In some respects, they are right, but I ultimately see this as a bad move.
The way I see it (and I have been a cell phone user for years) is that the phones don't bring anything into your life that you don't explicitly go looking for in the first place. I have never received a call from a sex service or from any other immoral business. The only way these phones can be used for immoral activity is if the owner goes looking for it (for example, by dialing the number of a phone-sex service.)
I would like to believe that the people buying the kosher phones could be trusted to not go looking for immorality without requiring a board of rabbis to tell them what numbers can and can not be dialed. And if a person considers himself unable to avoid this kind of immorality, why would he buy the kosher phone in the first place? To show off to the neighbors? (Actually, maybe there is some truth to that...)
Now, it might make sense of these families are buying the phones for their children. Kids sometimes go looking for immoral content, either out of curiosity or as a form of rebellion against their parents.
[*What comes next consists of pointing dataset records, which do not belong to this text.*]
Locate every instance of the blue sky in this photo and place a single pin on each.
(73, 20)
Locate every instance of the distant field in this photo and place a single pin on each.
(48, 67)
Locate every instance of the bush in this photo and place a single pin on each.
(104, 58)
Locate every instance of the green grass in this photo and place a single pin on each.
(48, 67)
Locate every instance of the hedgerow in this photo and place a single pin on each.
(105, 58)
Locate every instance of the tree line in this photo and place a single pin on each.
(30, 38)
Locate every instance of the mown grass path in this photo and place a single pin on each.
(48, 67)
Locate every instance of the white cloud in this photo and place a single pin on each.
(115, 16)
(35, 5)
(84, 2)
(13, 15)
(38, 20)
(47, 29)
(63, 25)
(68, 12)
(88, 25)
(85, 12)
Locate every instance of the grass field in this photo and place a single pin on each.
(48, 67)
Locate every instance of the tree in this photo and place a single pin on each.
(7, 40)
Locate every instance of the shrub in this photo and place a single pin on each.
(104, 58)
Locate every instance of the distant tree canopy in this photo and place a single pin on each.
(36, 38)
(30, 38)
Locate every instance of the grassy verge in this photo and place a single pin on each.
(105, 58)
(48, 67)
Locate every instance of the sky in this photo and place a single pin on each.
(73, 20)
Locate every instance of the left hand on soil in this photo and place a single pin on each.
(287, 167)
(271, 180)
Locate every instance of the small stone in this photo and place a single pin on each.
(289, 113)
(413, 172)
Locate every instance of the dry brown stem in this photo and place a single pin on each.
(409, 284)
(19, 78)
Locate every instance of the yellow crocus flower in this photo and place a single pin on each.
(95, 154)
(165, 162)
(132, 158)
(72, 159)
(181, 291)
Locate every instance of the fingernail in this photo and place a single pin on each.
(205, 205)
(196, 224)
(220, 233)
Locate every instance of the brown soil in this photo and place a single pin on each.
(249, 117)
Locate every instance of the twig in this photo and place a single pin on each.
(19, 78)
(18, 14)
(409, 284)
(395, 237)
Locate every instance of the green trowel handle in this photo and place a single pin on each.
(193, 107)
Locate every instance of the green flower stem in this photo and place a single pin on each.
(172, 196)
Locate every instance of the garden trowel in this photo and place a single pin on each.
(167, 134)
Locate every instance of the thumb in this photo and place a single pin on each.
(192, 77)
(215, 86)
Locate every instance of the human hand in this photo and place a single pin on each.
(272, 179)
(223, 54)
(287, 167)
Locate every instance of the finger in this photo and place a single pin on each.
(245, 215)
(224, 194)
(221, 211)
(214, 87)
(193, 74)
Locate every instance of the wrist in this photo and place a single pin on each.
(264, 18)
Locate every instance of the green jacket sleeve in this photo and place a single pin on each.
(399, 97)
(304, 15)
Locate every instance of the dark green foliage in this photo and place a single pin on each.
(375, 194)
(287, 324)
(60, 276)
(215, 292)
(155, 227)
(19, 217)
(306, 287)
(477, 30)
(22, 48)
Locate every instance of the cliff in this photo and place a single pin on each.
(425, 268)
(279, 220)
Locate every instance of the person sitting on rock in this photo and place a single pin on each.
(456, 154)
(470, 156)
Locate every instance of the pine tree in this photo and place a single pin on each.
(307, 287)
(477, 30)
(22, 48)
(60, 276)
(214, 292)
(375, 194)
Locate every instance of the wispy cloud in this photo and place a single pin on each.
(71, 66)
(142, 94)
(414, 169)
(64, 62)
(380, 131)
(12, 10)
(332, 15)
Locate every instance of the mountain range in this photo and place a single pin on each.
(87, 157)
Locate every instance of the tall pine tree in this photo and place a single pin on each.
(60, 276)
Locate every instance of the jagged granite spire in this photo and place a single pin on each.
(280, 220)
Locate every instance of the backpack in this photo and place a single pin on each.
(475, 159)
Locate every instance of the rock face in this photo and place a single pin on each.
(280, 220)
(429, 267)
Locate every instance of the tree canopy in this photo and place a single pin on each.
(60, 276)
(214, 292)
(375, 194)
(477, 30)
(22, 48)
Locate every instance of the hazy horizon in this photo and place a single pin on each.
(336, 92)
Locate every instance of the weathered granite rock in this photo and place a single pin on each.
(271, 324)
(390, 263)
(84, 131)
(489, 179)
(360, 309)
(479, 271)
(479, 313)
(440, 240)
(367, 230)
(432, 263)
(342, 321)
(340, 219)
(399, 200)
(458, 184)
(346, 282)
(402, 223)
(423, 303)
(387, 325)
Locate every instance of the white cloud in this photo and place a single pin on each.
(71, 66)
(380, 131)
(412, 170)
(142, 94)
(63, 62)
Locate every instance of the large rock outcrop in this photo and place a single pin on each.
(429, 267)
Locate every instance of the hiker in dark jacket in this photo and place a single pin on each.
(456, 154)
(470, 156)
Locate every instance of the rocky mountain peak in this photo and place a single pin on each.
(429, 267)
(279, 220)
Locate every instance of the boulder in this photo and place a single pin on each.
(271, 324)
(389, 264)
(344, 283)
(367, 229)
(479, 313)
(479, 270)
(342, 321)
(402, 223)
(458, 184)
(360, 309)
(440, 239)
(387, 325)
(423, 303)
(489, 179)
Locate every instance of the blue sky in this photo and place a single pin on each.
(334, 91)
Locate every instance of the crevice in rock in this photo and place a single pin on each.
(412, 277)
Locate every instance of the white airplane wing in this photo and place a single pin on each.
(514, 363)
In my opinion, however, blocking systems like this are a meaningless façade. Sure, a kid with a kosher phone won't be able to dial a sex line. But if he is rebellious, he will simply find a different avenue for his rebellion - like buying pornographic magazines, or getting his own phone that his parents don't know about. Technology may be able to make immorality inconvenient, but it can not do a thing about what's in a person's head.
A better concept
All this being said, I think there is a place for a "kosher phone", but not the device Mirs is selling today.
My kosher phone would be based on a modern cell phone, with all the bells and whistles. It would have a camera, text messaging, video service, etc. It would also come with an array of Jewish features to make use of this technology. For instance:
- An address book pre-loaded with "dial-a-shiur" services, so you can learn Torah from anywhere at any time.
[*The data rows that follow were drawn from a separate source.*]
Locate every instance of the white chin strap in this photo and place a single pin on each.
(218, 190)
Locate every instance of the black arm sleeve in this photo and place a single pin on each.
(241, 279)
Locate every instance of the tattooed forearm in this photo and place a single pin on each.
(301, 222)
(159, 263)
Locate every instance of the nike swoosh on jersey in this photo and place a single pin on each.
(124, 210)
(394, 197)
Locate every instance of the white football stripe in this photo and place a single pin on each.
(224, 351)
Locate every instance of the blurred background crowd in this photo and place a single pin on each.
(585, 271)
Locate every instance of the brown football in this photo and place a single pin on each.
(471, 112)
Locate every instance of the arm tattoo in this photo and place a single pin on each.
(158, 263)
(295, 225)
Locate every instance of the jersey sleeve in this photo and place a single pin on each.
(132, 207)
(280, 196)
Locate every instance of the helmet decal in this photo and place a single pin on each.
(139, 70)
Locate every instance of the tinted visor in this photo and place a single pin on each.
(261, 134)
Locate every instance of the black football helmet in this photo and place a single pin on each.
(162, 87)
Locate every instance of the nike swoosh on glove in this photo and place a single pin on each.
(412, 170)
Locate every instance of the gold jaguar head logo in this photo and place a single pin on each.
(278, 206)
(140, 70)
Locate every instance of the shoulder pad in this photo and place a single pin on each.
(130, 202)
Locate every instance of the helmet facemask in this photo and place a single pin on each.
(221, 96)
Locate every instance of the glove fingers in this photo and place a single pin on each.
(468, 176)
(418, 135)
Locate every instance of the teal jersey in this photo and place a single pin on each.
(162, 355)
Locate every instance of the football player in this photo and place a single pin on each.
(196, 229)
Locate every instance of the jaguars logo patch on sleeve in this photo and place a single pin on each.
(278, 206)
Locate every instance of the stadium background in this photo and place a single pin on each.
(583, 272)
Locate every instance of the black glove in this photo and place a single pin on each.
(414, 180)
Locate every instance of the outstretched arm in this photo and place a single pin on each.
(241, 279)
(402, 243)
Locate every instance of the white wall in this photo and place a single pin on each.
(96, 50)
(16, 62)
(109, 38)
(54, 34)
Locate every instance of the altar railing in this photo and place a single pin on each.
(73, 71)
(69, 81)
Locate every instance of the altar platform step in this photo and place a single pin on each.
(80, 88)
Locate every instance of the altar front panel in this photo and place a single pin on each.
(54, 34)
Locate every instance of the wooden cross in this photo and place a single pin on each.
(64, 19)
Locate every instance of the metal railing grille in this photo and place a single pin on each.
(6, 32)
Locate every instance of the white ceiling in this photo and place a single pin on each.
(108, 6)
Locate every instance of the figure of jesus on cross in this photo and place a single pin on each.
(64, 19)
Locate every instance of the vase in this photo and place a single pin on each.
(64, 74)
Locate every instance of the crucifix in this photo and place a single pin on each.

- A similar feature using text messages - a daily mini-drash that can be delivered automatically into the phone (or e-mail box) every morning.
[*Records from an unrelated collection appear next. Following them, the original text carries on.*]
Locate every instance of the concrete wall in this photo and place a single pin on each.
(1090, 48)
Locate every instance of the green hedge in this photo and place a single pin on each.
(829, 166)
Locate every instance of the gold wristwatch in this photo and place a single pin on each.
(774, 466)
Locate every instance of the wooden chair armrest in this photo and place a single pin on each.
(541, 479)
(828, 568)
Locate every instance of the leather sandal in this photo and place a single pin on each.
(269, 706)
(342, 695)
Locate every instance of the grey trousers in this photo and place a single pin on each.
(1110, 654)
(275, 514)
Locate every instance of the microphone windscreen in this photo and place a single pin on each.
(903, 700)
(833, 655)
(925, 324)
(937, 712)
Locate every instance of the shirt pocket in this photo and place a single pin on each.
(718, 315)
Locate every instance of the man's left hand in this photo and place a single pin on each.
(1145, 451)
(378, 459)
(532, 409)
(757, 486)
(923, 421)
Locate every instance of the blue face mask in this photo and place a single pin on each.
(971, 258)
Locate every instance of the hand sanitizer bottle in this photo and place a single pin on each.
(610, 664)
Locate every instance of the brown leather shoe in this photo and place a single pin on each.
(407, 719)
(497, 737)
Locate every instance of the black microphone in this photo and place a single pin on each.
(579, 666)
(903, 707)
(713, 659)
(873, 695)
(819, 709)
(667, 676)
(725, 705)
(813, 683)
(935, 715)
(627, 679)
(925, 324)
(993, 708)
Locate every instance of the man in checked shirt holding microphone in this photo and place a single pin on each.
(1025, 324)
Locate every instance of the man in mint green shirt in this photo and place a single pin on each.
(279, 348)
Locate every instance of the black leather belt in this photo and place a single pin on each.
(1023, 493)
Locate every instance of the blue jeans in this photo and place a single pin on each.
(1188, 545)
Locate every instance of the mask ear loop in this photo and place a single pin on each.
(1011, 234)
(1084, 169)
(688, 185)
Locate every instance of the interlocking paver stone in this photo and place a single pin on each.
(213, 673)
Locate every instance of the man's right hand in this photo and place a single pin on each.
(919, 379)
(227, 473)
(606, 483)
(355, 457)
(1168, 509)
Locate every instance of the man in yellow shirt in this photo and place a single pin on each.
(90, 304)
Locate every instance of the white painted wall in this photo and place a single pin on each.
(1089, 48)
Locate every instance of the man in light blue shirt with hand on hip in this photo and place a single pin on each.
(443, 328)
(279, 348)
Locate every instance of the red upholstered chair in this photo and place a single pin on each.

- Torah-study chat-rooms, where Torah is discussed 24 hours a day by whoever wants to connect. (Moderated by rabbis, of course, to prevent the discussions from straying too far off-topic.) This could be text, voice or video.
- A calendar pre-loaded with the Jewish holidays, yahrtzeit-tracking capability, and software to compute the times for prayer, fasts, etc.
Note that none of this involves blocking anything. It trusts the owners to actually practice the morality they preach if they want to keep objectionable content off of the phone. I think that most people can be trusted with this responsibility, and those that can't be trusted have problems that a restricted phone won't cure.
As the Lubavitcher Rebbe said on many occasions, technology is not something that should be avoided or banned. It is something that should be made holy by using it for kosher purposes.
1 comment:
I couldn't agree with you more. We can use technology to go so much further in our Yiddishkeit. Look at all the palms out there with the whole Shas on them. And 60gig Ipods with all of the Rebbe's Sichos!
How about marketing a Kosher cellphone like you described? I'd definitely be interested!